Many of us would like to have it – but if it’s real, surely whatever the cues are we pick up on then they could be trained onto computers. And then those of us with dodgy bi-fi signals could just download the app and be able to find out if the cutie down the street is bi in no time.

n a paper titled “Deep neural networks are more accurate than humans at detecting sexual orientation from facial images” the Journal of Personality and Social Psychology presented a Stanford University (USA) study looking at whether computers can identify gays and lesbians based on a couple of photos.
They say they can. Better than humans can, by quite some margin, concluding “Across seven studies, we show that a computer algorithm can accurately detect sexual orientation from people’s faces. When presented with a pair of participants, one gay and one straight, the algorithm could correctly distinguish between them 91% of the time for men and 83% of the time for women.”

Researchers Michael Kosinski and Yulin Wang explain they’ve got it sussed, and rapidly realise the challenges that might pose.

“We did not build a privacy-invading tool. We studied existing facial recognition technologies, already widely used by companies and governments, to see whether they can detect sexual orientation more accurately than humans. We were terrified to find that they do. This presents serious risks to the privacy of LGBTQ people.”

Well quite. For day-to-day life in Britain that might mainly be about Facebook working out which adverts to run along the side of your timeline but consider its usefulness in countries where homosexuality is still illegal or in deciding who to let through customs quickly and slowly at the Russian border.

All through the power of computers, because “faces contain much more information about sexual orientation than can be perceived and interpreted by the human brain”.
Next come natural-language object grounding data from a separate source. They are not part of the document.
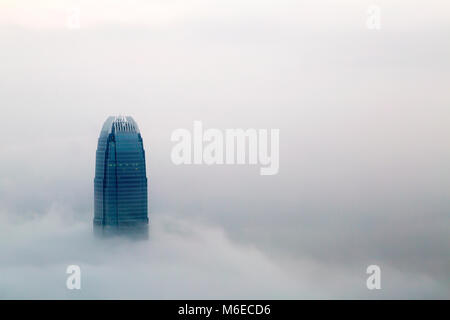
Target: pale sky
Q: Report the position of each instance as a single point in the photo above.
(364, 119)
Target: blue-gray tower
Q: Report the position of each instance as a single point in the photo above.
(120, 184)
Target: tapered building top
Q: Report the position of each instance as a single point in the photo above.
(120, 183)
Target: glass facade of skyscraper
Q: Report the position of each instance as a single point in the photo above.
(120, 184)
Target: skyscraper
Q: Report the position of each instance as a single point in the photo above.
(120, 184)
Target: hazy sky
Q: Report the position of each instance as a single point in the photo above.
(364, 119)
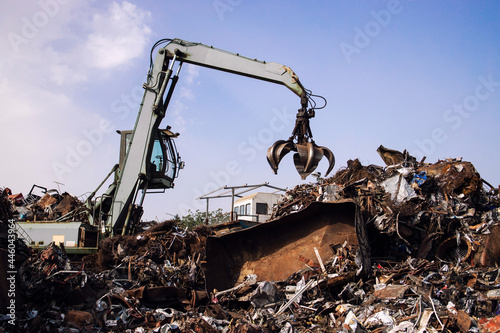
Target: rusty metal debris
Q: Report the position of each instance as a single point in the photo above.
(407, 247)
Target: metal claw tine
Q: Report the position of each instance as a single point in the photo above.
(276, 152)
(331, 158)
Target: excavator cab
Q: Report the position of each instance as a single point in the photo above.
(164, 162)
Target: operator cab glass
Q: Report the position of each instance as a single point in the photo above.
(164, 163)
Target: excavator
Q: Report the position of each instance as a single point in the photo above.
(149, 160)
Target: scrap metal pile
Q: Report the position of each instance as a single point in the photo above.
(426, 259)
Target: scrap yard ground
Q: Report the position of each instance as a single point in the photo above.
(424, 256)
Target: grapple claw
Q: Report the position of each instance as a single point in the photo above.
(277, 151)
(331, 159)
(308, 154)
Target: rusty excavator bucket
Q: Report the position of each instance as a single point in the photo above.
(307, 153)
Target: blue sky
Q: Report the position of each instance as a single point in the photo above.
(417, 75)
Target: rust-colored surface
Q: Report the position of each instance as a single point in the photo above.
(273, 250)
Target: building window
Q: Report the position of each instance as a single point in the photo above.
(261, 208)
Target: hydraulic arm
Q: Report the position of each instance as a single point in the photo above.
(150, 159)
(308, 154)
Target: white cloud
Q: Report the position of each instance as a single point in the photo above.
(43, 116)
(119, 36)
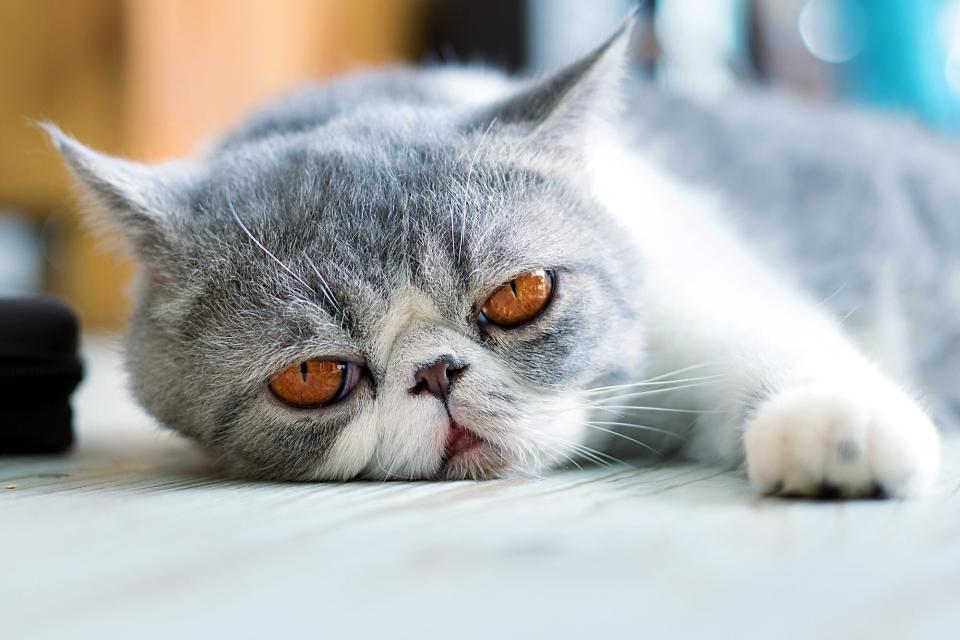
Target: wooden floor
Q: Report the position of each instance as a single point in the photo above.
(131, 536)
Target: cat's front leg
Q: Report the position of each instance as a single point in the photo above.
(827, 435)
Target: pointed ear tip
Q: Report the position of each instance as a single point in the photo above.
(62, 142)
The sourcing on the images is interesting. The data scraping picked out pages gay men like on Facebook, but one of those cited is “Gay Times Magazine”, which will perhaps have a UK skew.
“Unfortunately, we were not able to reliably identify heterosexual Facebook users” is a line to make me chuckle.

“We obtained facial images from public profiles posted on a U.S. dating website. We recorded 130,741 images of 36,630 men and 170,360 images of 38,593 women between the ages of 18 and 40, who reported their location as the U.S. Gay and heterosexual people were represented in equal numbers. Their sexual orientation was established based on the gender of the partners that they were looking for (according to their profiles).”
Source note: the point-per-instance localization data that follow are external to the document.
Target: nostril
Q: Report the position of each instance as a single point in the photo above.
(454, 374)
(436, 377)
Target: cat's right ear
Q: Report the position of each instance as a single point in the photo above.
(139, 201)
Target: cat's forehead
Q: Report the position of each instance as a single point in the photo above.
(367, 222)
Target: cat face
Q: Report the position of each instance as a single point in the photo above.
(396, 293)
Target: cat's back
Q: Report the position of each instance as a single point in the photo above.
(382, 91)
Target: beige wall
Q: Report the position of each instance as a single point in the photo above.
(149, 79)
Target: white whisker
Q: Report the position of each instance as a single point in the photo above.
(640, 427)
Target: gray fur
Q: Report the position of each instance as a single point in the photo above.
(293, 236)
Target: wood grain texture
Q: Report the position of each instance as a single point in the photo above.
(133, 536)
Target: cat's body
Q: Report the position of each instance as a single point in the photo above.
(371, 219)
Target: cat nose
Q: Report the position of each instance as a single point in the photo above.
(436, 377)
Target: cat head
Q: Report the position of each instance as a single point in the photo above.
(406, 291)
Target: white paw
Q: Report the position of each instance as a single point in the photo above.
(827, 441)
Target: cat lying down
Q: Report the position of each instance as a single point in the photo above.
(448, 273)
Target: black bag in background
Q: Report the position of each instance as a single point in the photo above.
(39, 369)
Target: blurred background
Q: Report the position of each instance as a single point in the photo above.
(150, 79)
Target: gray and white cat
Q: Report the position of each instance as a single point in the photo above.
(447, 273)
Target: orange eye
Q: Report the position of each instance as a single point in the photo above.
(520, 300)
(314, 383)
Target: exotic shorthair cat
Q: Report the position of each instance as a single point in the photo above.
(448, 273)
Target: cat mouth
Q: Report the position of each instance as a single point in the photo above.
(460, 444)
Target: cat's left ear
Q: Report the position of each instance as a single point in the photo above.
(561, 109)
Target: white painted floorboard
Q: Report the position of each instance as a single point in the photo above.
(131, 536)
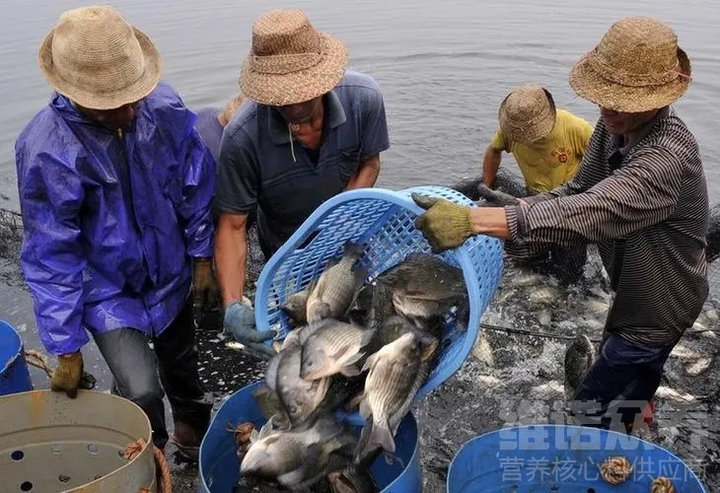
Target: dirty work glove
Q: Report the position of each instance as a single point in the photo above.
(204, 287)
(240, 322)
(67, 375)
(445, 224)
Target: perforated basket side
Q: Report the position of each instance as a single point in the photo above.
(383, 221)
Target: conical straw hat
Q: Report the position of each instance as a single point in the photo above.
(290, 62)
(527, 114)
(636, 67)
(95, 58)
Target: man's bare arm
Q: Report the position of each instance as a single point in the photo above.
(231, 256)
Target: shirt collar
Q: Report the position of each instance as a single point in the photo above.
(641, 134)
(334, 117)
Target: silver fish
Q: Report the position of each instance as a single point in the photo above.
(295, 305)
(425, 287)
(331, 349)
(296, 459)
(337, 287)
(301, 398)
(496, 197)
(396, 372)
(579, 357)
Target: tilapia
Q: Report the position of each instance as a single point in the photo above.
(426, 287)
(331, 349)
(297, 459)
(337, 287)
(295, 305)
(353, 480)
(396, 372)
(301, 398)
(579, 357)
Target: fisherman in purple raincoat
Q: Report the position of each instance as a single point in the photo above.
(115, 190)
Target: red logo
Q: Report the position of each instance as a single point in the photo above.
(561, 154)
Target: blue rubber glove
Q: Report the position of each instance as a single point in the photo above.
(240, 323)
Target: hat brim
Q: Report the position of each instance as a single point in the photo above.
(589, 84)
(93, 99)
(300, 86)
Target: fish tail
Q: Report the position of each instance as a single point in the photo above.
(382, 436)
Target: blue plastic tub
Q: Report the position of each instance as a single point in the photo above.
(14, 374)
(561, 458)
(382, 220)
(219, 467)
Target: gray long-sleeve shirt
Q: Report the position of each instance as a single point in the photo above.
(646, 207)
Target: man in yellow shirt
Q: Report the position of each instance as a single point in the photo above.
(548, 145)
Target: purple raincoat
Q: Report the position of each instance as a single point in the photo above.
(112, 219)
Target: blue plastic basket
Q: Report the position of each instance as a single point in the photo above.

You might want to pause and wonder the morality of that data-scraping exercise there, as I doubt those 75,000 people opted in to being digitally analysed to find out whether they looked gay. There’s also a question about how reliable photos and ages on dating sites are, but overall people who are looking for a romantic partner are maybe more likely to be honest than those hoping to tick a box with a researcher so they get a $20 Amazon gift card for their participation.

Regular BCN readers with their love of breaking down simple gay-straight style binaries will be wondering where the bisexuals are and how the machine copes with the gender diversity we’ve all got used to in the 21st century.

The researchers admit they kept that simple, and further they only processed white people’s faces for the analysis.

They picked random pairs and asked the AI which one of two people “looked gay”.

Off a pair of single photos they could accurately guess “which one’s gay” 70% of the time with pairs of women and 80% for men; with five photos of each subject, that rose to nearly 85% of the time women and above 90% in men.

Success rates are a bit lower if the software is only allowed to look at your basic face shape rather than taking into account finer details of how you present yourself.

The analysis is interesting: they made the software explore which pixels in a face were giving the most information. That gay and straight people have differing jawlines might be news. However, “lesbians tend to use less eye makeup… wore less revealing clothes… smiled less than their heterosexual counterparts” will surprise few readers. Perhaps likewise “heterosexual men… tended to wear baseball caps”.

So gaydar seems to be for real, even if yours is dodgy, and when they build a bigger computer they’ll have bifi sorted. And now we all know how to “pass” if we need to – a bit of eyeshadow or a baseball cap and you’ll be instantly straight, take them off if you want to be officially gay.

But it may be more trouble than it’s worth.